On the day of the nappy smear incident, the potential of the involuntary act of design was curtailed, interrupted by a last-minute decision to rectify the perceived anomaly – cover the site of the oily fleck with a brooch. I’m not sure whose bright idea this was, although as far as I’m aware the actual jewellery object never warranted a mention on social media.


In her project Keeping it Real jeweller Kelly McDonald picks up on the Ardern domestic/political crisis and fills in the gap of the missing brooch. McDonald works with the image of the velvet pink lapel as a backdrop, a mise en scene for her own jewellery objects made of kitchen scourers and pebbles. The objects and video are playfully enthused with feminist critique and while I’m engaged by the proposition of Ardern engaging more pro-actively in jewellery box diplomacy aka Madeleine Albright style, in the coupling of concept and material these works present more as ideas in the making.


In another series Tools for Lockdown, McDonald’s expressions are more on the mark. These objects appear to be congruent with previous works made of reclaimed steel, appearing in the Masking It section.

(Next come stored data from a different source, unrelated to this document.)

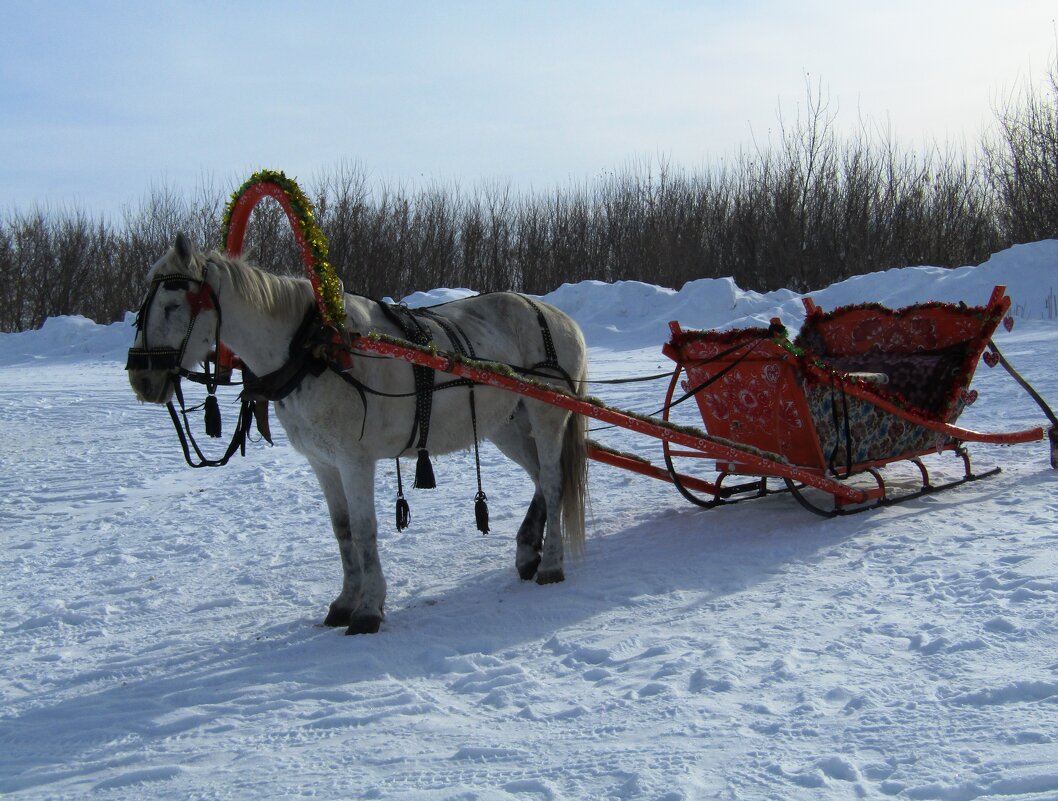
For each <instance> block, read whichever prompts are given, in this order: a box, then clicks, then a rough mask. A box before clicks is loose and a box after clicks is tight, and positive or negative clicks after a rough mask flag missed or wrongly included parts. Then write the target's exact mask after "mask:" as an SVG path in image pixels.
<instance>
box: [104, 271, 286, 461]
mask: <svg viewBox="0 0 1058 801" xmlns="http://www.w3.org/2000/svg"><path fill="white" fill-rule="evenodd" d="M193 285H194V286H195V287H196V289H191V286H193ZM161 287H164V288H165V289H167V290H170V291H179V290H181V289H183V290H186V293H185V297H186V299H187V304H188V307H189V308H190V320H188V321H187V329H186V330H185V331H184V335H183V338H182V339H181V341H180V345H179V347H177V348H152V347H150V343H149V342H148V341H147V316H148V314H149V313H150V308H151V306H152V305H153V303H154V298H156V296H157V295H158V290H159V288H161ZM203 311H215V312H216V313H217V330H216V339H217V347H215V348H214V350H215V352H217V351H219V344H220V326H221V320H222V315H221V311H220V303H219V301H218V298H217V293H216V292H215V291H214V289H213V287H211V286H209V285H208V284H207V283H206V281H205V278H204V277H203V278H195V277H193V276H189V275H184V274H180V273H168V274H165V275H158V276H156V277H154V278H153V279H152V280H151V284H150V289H149V290H148V291H147V296H146V297H145V298H144V301H143V304H142V305H141V307H140V310H139V312H138V313H136V317H135V323H134V325H135V328H136V330H138V331H140V332H141V333H142V334H143V347H142V348H129V351H128V360H127V362H126V363H125V369H126V370H164V371H165V372H167V374H168V380H169V381H170V382H171V383H172V392H174V395H175V396H176V398H177V402H178V403H179V404H180V413H179V415H178V413H177V408H176V406H175V405H174V403H172V401H171V400H170V401H168V402H167V403H166V404H165V407H166V408H167V409H168V412H169V418H170V419H171V420H172V427H174V429H175V430H176V432H177V436H178V438H179V439H180V448H181V450H182V451H183V454H184V461H186V462H187V465H188V466H189V467H193V468H214V467H221V466H222V465H226V463H227V462H229V460H230V459H231V458H232V456H234V455H235V453H236V451H240V452H241V453H242V454H245V443H247V435H248V433H249V431H250V422H251V421H252V420H253V419H255V418H257V419H258V421H259V420H260V418H259V417H257V414H258V409H257V405H256V401H255V400H254V399H252V398H249V397H247V396H245V393H243V395H242V396H241V397H240V407H239V419H238V422H237V423H236V426H235V431H234V432H233V434H232V439H231V442H229V445H227V449H226V450H225V451H224V454H223V455H222V456H221V457H220V458H218V459H211V458H208V457H207V456H205V454H204V453H203V452H202V449H201V448H200V447H199V444H198V442H197V441H196V440H195V435H194V434H193V433H191V429H190V422H189V421H188V419H187V412H188V411H190V409H188V408H187V406H186V404H185V403H184V394H183V390H182V389H181V388H180V379H181V378H186V379H187V380H188V381H194V382H196V383H200V384H203V385H205V387H206V393H207V395H206V399H205V401H204V402H203V404H202V407H203V408H204V409H205V432H206V434H207V435H208V436H211V437H214V438H218V437H220V435H221V420H220V407H219V404H218V403H217V396H216V392H217V387H218V386H219V385H220V384H224V385H232V384H233V382H232V381H230V380H225V381H222V380H221V379H220V375H219V374H220V370H219V368H217V369H215V370H211V369H209V360H208V359H206V360H205V362H204V363H203V364H204V369H203V371H202V372H195V371H193V370H188V369H186V368H184V367H183V366H182V364H183V361H184V352H185V351H186V350H187V343H188V342H189V341H190V336H191V332H193V331H194V330H195V323H196V322H197V321H198V317H199V315H200V314H201V313H202V312H203ZM195 408H198V407H195ZM258 427H260V426H259V425H258ZM261 433H262V435H263V436H265V438H266V439H267V440H268V441H269V442H270V443H271V441H272V440H271V437H269V435H268V433H267V423H266V427H265V430H262V431H261ZM193 450H194V452H195V455H196V457H197V461H196V460H194V459H193V458H191V451H193Z"/></svg>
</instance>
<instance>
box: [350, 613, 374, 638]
mask: <svg viewBox="0 0 1058 801" xmlns="http://www.w3.org/2000/svg"><path fill="white" fill-rule="evenodd" d="M381 625H382V618H381V617H376V616H375V615H361V616H359V617H354V618H352V619H351V620H350V621H349V627H348V629H346V630H345V633H346V634H376V633H377V632H378V631H379V626H381Z"/></svg>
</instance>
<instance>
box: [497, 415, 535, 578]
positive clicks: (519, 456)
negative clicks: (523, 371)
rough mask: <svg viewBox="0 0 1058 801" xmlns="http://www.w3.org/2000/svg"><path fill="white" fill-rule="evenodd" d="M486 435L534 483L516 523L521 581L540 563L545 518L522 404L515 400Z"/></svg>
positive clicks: (531, 448)
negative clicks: (526, 502)
mask: <svg viewBox="0 0 1058 801" xmlns="http://www.w3.org/2000/svg"><path fill="white" fill-rule="evenodd" d="M489 439H491V440H492V442H493V444H495V445H496V448H498V449H499V450H500V452H501V453H503V454H504V455H505V456H507V458H509V459H511V461H513V462H515V463H516V465H518V466H519V467H522V469H523V470H525V471H526V472H527V473H528V474H529V477H530V478H532V480H533V485H534V487H535V490H534V492H533V496H532V503H530V504H529V509H528V511H526V516H525V520H523V521H522V525H521V526H519V527H518V536H517V546H518V547H517V556H516V557H515V560H514V564H515V566H516V567H517V570H518V576H519V577H522V580H523V581H528V580H529V579H531V578H533V576H535V575H536V568H537V566H539V565H540V559H541V550H542V549H543V546H544V525H545V523H546V522H547V503H546V500H545V499H544V495H543V494H541V491H540V488H539V486H537V476H539V475H540V459H539V458H537V457H536V445H535V443H534V442H533V438H532V432H531V430H530V427H529V416H528V414H527V413H526V407H525V404H524V403H522V402H521V401H519V402H518V405H517V406H515V408H514V412H513V414H512V415H511V418H510V420H509V421H508V422H507V423H506V424H505V425H501V426H500V427H499V429H498V430H497V431H494V432H492V433H490V435H489Z"/></svg>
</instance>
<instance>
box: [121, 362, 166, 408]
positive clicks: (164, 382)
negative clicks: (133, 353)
mask: <svg viewBox="0 0 1058 801" xmlns="http://www.w3.org/2000/svg"><path fill="white" fill-rule="evenodd" d="M128 372H129V384H131V385H132V392H133V393H135V397H136V398H139V399H140V400H142V401H144V402H145V403H168V402H169V400H170V399H171V398H172V380H174V376H172V374H171V372H169V371H168V370H134V369H133V370H129V371H128Z"/></svg>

The oddball hybrid readymade objects, which have fantastically descriptive titles such as Elementally Hammered, resonate with McDonald’s lived story of COVID19 lockdown. In form and content, they’re enthused with the absurdity of confining people to their homes for extended periods. A saw blade cut to a right angle and a hammerhead bonded to a stovetop element coil capture the imagination and transcend the flatness of the screen. While these objects blur the boundaries between function and fantasy they’re totally convincing. They capture all that is confusing about this time and in effect remind us that life is at its best when we are caught up in the struggle of keeping it real.